There are some questions which would need to be cleared – and I’m not saying they haven’t been cleared. I think if an awarding body are delivering training which they then credit, then I just want to be reassured about the independence and the objectivity about the apprenticeship. And that’s not to say it can’t be done.

Do you think the ASDA contract should have been tendered for?

That’s a good question. When does public money stop becoming public money?  At what point down the chain of public expenditure does it actually pass into the private sector? That’s a good question to ask, because at the moment, I want to know that.
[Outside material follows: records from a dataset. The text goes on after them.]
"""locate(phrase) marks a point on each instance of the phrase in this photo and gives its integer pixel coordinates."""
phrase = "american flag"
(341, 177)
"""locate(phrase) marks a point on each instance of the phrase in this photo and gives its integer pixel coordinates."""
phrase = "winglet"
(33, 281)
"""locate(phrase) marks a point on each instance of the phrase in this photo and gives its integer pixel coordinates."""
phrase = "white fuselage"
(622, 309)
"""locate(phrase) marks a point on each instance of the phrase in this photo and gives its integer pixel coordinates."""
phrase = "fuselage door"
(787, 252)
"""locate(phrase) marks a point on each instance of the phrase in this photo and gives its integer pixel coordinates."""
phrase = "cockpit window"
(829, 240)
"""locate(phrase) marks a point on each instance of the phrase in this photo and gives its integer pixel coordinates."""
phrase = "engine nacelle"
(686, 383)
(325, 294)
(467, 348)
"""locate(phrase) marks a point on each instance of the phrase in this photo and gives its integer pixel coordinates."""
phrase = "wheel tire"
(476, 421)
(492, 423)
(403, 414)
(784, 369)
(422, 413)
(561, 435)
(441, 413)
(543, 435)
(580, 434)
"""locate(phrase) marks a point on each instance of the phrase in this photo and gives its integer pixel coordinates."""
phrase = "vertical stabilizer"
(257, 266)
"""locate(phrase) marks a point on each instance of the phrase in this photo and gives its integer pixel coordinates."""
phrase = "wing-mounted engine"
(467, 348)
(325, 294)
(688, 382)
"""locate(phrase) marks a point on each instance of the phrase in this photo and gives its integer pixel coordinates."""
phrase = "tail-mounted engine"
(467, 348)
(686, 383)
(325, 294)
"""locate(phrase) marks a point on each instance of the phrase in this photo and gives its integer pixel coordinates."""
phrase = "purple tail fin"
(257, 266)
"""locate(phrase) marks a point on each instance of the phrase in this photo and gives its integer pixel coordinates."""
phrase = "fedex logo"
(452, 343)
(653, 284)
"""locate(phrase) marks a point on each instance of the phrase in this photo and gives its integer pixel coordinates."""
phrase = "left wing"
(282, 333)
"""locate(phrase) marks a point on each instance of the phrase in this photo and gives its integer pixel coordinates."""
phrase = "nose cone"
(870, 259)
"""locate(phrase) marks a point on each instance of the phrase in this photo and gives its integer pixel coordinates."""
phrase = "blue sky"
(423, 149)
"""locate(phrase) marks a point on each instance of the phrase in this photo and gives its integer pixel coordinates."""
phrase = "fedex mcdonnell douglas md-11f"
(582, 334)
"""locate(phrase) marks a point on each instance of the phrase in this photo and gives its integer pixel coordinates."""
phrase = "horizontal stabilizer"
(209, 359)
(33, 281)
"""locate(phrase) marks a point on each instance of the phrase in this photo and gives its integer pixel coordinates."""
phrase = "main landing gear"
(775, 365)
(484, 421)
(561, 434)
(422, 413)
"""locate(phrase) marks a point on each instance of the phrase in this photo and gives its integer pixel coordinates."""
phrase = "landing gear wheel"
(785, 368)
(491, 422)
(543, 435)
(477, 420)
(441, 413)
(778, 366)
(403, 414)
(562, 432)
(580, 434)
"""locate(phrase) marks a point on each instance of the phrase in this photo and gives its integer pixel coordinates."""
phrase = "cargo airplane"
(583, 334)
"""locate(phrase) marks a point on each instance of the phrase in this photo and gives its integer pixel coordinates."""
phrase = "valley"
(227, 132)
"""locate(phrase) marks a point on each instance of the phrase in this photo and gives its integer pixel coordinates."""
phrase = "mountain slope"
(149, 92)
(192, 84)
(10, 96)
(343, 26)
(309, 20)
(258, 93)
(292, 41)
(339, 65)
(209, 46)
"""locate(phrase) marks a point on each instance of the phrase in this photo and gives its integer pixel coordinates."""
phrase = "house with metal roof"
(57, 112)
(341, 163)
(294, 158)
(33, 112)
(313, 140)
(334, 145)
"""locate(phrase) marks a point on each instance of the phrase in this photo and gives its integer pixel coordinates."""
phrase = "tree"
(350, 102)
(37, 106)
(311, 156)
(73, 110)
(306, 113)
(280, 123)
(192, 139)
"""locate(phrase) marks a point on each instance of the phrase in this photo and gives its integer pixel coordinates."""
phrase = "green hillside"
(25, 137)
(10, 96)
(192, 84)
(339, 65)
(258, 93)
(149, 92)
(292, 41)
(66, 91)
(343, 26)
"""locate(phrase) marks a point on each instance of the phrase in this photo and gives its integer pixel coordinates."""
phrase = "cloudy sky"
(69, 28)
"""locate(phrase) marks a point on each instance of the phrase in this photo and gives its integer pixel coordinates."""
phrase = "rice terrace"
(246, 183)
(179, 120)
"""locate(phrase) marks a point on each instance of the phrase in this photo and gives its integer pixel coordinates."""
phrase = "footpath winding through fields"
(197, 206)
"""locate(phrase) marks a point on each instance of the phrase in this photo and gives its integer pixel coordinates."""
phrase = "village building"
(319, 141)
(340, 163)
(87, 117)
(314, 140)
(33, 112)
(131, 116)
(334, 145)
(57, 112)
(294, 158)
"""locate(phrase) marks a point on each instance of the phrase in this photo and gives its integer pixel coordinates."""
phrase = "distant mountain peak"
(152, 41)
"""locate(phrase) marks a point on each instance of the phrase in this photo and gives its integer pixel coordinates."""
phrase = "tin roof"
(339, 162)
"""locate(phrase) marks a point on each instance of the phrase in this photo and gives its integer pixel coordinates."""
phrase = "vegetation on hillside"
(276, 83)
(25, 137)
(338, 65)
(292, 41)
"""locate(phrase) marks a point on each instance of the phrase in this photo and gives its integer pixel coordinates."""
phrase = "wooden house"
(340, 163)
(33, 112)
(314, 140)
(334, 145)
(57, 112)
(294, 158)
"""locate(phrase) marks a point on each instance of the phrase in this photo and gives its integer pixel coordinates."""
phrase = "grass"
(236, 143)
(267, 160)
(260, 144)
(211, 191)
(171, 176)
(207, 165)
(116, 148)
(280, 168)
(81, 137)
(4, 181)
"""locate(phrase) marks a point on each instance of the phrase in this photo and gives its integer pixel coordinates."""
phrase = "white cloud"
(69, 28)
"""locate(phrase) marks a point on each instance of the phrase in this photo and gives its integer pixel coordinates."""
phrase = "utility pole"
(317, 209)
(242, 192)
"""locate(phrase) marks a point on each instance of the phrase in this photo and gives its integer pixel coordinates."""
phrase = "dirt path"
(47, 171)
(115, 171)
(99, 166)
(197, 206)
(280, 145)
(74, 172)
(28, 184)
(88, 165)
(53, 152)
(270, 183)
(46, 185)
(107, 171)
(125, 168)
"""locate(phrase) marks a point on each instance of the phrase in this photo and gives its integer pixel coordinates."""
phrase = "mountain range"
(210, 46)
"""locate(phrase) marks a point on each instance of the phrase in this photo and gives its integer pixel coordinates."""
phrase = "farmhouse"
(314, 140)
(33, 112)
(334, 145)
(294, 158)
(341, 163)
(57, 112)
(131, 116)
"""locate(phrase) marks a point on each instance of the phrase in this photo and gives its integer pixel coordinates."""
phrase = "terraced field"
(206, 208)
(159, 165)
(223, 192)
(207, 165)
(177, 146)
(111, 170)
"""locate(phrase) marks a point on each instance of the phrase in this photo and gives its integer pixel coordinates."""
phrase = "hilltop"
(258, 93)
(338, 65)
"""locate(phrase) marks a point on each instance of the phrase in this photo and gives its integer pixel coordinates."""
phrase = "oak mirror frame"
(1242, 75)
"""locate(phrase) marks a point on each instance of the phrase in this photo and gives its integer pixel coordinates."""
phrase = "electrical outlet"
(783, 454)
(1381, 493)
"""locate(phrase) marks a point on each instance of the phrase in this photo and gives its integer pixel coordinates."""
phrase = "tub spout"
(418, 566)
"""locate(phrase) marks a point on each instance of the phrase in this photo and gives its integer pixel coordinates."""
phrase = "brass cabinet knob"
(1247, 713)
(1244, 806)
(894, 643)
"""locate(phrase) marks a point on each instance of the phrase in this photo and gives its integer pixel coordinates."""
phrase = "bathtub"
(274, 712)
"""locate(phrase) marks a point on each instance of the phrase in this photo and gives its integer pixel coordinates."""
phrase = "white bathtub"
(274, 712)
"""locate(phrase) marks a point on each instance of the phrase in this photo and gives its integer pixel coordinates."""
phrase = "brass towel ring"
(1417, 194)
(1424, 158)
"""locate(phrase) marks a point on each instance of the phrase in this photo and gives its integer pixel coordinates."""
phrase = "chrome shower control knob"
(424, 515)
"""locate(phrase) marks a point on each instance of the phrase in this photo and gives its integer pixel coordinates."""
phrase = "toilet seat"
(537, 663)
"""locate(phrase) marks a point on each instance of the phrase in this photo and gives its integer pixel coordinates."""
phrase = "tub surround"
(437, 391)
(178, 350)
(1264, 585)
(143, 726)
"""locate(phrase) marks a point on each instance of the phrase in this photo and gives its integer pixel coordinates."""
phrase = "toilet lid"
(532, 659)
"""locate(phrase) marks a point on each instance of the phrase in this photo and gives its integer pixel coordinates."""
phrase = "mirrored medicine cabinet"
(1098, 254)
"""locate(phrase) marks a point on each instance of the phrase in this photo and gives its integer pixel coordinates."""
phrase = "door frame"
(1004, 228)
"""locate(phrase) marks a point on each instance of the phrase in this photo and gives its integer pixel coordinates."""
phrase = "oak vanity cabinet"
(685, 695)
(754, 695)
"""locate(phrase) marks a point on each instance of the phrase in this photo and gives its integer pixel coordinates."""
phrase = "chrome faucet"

If an employer wishes to have a direct contract I believe they ought to do. We’re worried about direct contracts to employers as a mandatory, but we’re not against it as an option. It’s a market mechanism, we understand the market, both the good and the bad, so we’re saying if an employer wishes to have a direct contract, we don’t actually object to that.

They can then decide to deliver it totally in-house, as a very small number of employers have the capacity to do. Very, very few have taken up that option, or they take them up and sub-contact it out to a provider. So our provider gets it from here, gets it from there. We can live with it.

Who should pay?

Everybody who’s been in this game for the last decade or more has got it wrong. What we have got wrong since the introduction of modern apprenticeships in 1994, is once we opened modern apprenticeships to government investment, what inadvertently happened was they quite reasonably wanted to keep the control over their investment.

And that’s right and proper. But what happened is, you moved apprenticeships out of the ownership and development of employers, and made it a government programme.

Now no-one ever said those words, but the perception is we developed a government programme to which employers had to contribute. Which means when times get tough as they are now, the debate is all about how we actually get employers to contribute more.

Now this is the wrong, wrong base point. It’s always been employer designed, employer funded, and maybe with a contribution from the individual.

That’s the way it’s always been until the middle 90s. We should never have lost that picture, and we should be promoting apprenticeships to employers as an investment which they cannot afford not to make.

We ought to be going straight to employers, and saying this is an investment in your bottom line productivity, profitability, and here are the predicted returns from the database. Oh and by the way, the government will actually contribute towards it!